Since joining Microsoft, I’ve become intimately familiar with running a TFS server for ~3,500 users in Developer Division and the performance characteristics of it.
One thing I’ve learnt is that Performance Counters rule. You might observe the server being “slow” and you might notice that it “takes a while” to do certain operations – but you need evidence to back up your claims before anybody will take you seriously. The evidence that everybody has access to, is reliable and people take seriously are the perf counters built into windows.
If I think about the problems we’ve overcome in the last 12 months, the issues come down to these:
- IO – If the “LogicalDisk\Avg. Disk sec/Transfer” perf counter for any of your disk drives is more than 0.030 (30ms) – then you’re hosed. This counter is a primary indicator of disk latency. Get that fixed before doing anything. (see below for more details)
- Workspace Mappings – If you have unnecessary paths in your workspace mappings, then Get() will be much slower than it needs to be. E.g. DON’T map $/ to C:\Code and think that everything will be good. A root mapping isn’t truly a bad thing but if you aren’t careful it can lead to unexpected and potentially slower results.
- Latency/Download requests – Proxy servers help here by offloading Download() requests from the main server. Doesn’t help Work Item tracking.
- CPU – Processor performance isn’t linear. If you’re running higher than ~70% CPU for periods of time, then you need to increase your processing capacity.
- SQL indexes/fragmentation – Sometimes the TFS SQL Jobs that update statistics & rebuild/reorganize indexes stop running, or don’t run for whatever reason. Check that the SQL jobs are running successfully and check for index fragmentation.

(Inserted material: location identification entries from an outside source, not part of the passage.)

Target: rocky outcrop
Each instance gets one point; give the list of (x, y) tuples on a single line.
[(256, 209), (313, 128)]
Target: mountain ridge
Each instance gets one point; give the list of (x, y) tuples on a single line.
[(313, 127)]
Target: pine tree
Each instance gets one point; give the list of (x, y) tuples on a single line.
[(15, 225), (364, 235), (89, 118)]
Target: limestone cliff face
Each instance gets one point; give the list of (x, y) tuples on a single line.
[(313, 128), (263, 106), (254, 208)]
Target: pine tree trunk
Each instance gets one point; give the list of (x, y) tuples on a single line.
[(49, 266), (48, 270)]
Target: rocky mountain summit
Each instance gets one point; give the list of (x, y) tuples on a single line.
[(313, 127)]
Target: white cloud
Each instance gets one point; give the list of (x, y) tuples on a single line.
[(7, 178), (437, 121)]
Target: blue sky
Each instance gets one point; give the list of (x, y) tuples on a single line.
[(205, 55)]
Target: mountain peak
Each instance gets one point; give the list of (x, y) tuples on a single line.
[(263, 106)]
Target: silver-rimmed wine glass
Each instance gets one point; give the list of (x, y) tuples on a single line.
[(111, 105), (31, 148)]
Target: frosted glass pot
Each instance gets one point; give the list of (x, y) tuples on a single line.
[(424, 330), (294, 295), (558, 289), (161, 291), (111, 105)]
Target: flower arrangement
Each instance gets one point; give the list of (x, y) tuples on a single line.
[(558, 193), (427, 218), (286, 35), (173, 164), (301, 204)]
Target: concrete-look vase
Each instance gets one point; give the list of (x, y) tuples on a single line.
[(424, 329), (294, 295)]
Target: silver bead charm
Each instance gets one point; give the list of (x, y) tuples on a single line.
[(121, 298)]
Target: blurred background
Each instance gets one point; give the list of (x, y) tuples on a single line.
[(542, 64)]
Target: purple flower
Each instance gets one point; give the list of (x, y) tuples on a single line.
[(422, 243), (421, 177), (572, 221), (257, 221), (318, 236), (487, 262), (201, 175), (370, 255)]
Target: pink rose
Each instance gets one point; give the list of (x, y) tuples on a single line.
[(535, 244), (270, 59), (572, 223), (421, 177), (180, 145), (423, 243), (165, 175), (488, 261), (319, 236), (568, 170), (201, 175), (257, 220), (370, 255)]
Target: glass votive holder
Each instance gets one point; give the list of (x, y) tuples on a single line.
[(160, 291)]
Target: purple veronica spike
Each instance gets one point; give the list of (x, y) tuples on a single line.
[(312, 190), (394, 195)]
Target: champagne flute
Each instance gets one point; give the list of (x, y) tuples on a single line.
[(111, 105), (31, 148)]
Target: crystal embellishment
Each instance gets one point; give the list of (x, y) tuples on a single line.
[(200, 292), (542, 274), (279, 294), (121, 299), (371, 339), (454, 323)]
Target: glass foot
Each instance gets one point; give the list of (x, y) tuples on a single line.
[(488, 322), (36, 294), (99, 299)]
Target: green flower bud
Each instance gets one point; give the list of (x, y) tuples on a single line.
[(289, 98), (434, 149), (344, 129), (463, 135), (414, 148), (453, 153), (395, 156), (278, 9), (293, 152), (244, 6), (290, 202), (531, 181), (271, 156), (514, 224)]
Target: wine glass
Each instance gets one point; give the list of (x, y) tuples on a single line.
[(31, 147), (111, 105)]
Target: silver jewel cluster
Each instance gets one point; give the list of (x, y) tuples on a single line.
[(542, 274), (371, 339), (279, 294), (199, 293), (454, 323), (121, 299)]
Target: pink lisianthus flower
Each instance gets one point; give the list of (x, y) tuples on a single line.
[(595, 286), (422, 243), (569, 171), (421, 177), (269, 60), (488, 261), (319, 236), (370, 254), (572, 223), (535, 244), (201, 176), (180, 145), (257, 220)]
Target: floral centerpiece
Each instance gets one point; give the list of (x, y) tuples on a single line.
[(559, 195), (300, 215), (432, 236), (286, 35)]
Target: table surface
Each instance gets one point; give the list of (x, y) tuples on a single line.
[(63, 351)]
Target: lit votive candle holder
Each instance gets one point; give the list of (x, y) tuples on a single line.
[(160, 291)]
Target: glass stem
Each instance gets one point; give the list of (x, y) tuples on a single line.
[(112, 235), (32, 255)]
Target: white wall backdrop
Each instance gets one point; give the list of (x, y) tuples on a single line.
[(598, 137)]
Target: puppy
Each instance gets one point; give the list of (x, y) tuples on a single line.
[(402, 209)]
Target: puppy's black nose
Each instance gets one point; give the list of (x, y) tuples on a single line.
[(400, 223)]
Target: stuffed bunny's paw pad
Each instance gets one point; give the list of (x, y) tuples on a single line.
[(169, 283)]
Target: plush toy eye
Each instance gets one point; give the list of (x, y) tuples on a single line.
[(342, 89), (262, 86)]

The tools you can use to diagnose performance issues are:
- PerfMon. Setup a perfmon counter log for the important counters. Track them and work out what’s “normal” for your load/environment
- TfsActivityLogging database. Dive into this database and look for trends, heavy users, heavy tools, etc. Understand where your load is coming from.

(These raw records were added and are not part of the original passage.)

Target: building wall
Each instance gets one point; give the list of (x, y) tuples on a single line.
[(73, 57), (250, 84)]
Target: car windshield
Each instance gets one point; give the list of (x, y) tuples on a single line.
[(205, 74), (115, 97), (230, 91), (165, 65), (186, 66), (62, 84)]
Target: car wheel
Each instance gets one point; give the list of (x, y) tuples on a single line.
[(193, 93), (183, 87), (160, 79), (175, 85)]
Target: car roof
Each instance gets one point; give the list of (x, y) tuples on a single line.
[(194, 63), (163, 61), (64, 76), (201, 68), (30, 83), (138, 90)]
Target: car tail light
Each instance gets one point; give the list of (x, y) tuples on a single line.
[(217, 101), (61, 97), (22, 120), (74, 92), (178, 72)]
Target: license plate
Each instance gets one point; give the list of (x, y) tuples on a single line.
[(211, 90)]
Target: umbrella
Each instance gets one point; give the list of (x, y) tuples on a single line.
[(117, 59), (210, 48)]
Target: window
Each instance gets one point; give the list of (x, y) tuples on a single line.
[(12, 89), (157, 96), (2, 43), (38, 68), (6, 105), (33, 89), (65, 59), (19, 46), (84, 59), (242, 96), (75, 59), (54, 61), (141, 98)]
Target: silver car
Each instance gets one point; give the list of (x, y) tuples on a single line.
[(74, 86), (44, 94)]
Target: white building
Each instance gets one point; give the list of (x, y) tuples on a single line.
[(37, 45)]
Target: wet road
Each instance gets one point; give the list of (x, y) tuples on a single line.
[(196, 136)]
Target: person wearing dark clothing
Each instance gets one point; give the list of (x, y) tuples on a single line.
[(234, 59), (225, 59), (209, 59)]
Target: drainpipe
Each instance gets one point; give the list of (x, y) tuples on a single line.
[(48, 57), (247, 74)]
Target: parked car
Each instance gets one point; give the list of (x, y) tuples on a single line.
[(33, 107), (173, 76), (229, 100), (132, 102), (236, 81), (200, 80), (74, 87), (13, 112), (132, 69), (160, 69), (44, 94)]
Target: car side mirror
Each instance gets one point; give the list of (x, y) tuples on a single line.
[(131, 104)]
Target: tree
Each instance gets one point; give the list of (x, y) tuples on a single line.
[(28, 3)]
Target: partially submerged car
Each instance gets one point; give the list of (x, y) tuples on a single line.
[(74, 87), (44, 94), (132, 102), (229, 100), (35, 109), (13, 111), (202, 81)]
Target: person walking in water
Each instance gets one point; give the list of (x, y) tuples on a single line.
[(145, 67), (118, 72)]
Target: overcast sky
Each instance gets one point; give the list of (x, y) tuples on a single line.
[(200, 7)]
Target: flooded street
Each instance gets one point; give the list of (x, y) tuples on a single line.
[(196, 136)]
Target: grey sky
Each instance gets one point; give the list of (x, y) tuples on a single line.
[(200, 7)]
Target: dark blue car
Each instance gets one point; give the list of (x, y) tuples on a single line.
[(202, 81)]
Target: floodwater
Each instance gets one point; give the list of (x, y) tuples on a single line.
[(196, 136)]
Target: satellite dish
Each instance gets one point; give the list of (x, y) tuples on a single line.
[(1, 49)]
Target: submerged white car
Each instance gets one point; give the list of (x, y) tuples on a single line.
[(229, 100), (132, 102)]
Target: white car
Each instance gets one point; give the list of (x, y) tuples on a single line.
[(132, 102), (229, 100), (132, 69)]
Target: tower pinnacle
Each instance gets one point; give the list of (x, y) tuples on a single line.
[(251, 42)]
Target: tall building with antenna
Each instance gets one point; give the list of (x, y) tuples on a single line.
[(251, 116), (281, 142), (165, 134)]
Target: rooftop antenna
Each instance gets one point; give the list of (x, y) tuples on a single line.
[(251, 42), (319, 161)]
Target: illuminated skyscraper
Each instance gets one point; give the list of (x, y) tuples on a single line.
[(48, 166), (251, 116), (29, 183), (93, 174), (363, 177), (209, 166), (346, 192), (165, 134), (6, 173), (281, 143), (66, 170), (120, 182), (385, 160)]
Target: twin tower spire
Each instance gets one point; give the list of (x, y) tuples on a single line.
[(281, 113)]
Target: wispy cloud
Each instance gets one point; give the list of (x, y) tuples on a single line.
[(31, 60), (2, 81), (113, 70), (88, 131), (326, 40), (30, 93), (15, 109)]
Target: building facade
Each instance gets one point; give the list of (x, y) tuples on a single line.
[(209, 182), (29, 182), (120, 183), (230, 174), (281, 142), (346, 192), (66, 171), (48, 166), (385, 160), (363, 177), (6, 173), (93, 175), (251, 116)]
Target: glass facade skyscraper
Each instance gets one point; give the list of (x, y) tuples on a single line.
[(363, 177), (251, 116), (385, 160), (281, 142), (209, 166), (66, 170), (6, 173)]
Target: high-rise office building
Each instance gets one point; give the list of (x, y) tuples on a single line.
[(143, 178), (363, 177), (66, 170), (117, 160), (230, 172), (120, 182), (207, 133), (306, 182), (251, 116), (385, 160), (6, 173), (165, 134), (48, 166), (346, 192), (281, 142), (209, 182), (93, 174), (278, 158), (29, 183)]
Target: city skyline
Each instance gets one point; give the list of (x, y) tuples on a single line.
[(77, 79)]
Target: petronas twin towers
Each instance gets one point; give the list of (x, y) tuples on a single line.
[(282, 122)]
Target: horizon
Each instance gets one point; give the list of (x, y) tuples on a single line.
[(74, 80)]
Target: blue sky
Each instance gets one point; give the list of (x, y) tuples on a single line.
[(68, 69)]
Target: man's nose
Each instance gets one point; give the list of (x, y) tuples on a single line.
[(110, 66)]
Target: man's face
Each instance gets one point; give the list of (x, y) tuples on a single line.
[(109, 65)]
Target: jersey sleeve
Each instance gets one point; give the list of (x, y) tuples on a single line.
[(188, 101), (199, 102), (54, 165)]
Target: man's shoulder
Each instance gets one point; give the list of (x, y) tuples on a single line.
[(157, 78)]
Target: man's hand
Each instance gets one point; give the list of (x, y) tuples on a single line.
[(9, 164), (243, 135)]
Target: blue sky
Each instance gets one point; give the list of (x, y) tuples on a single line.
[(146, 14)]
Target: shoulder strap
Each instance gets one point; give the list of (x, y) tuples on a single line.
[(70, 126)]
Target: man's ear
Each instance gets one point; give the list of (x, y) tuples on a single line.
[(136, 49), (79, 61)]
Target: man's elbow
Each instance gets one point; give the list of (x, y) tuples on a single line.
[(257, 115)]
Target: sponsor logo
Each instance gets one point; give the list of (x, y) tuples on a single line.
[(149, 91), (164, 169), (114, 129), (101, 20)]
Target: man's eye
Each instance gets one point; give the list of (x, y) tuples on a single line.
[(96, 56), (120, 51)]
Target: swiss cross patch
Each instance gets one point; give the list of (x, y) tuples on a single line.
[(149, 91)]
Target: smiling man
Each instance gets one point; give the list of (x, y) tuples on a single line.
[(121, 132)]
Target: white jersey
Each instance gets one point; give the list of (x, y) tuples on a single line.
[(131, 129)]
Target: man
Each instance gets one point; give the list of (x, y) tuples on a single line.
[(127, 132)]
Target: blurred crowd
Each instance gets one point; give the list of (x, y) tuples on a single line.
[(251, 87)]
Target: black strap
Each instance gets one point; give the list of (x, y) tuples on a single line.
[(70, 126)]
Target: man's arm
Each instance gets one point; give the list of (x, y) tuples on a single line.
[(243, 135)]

- Download & install my TFS Performance Report Pack and look at the Execution Time Summary report.
- TfsServerManager.exe (Comes with the Team Foundation Server Power Tools, see Brian’s blog for more details)
- No shortcut gets created. Run it from "C:\Program Files\Microsoft Team Foundation Server 2008 Power Tools\TfsServerManager.exe"
- If users are reporting a problem, try and catch it while it’s currently executing. Look at the “Source Control Request Queue” report. Is their request on top?
- Run the following query a few times in SQL to see if any blocking is occurring. If the same spid hangs around for a while, run DBCC INPUTBUFFER(spid_here) to see what stored procedure it is and try and match that to a TFS command. e.g. prc_Get = Get()
SELECT a.status, a.*
FROM sys.sysprocesses a
WHERE spid > 50
and spid <> @@spid
and blocked = 0
and EXISTS ( SELECT *
FROM sys.sysprocesses b
WHERE b.blocked = a.spid)
To determine if you are having significant issue with disk latency you should use the following performance counters:
- Object: [Physical Disk] or [Logical Disk]
- Counter: [Avg. Disk Sec/Transfer]
- Instance: Ideally you collect this for individual disks however you may also use [_Total] to identify general issues. If [_Total] is high then further collections can be taken to isolate the specific disks affected.
- Collection Interval: Ideally you should collect at least every 1 minutes. The collection should be run for a significant period of time to show it is an ongoing issue and not just a transient spike. 15 minutes is minimum suggested interval.
- Issue Thresholds (seconds):
- < 0.020: Normal time and no I/O latency issues are apparent
- > 0.00 – 0.050: You may somewhat concerned. Continue to collect and analyze data. Try to correlate application performance issues to these spikes
- > 0.050 – 0.100: You are concerned and should escalate to SAN administrators with your data and analysis. Correlate spikes to application performance concerns.
- > 0.100: You are very concerned and should escalate to SAN administrators. Correlate spikes to application performance concerns.
If you want to understand more about Windows server fundamentals, take a look at the Microsoft Windows Server 2003 Performance Guide. It was published in 2005, but it is a valuable resource on PerfMon, Relog, Performance troubleshooting and performance monitoring. Most of the counters and tools are still valid for Windows 2008 and beyond.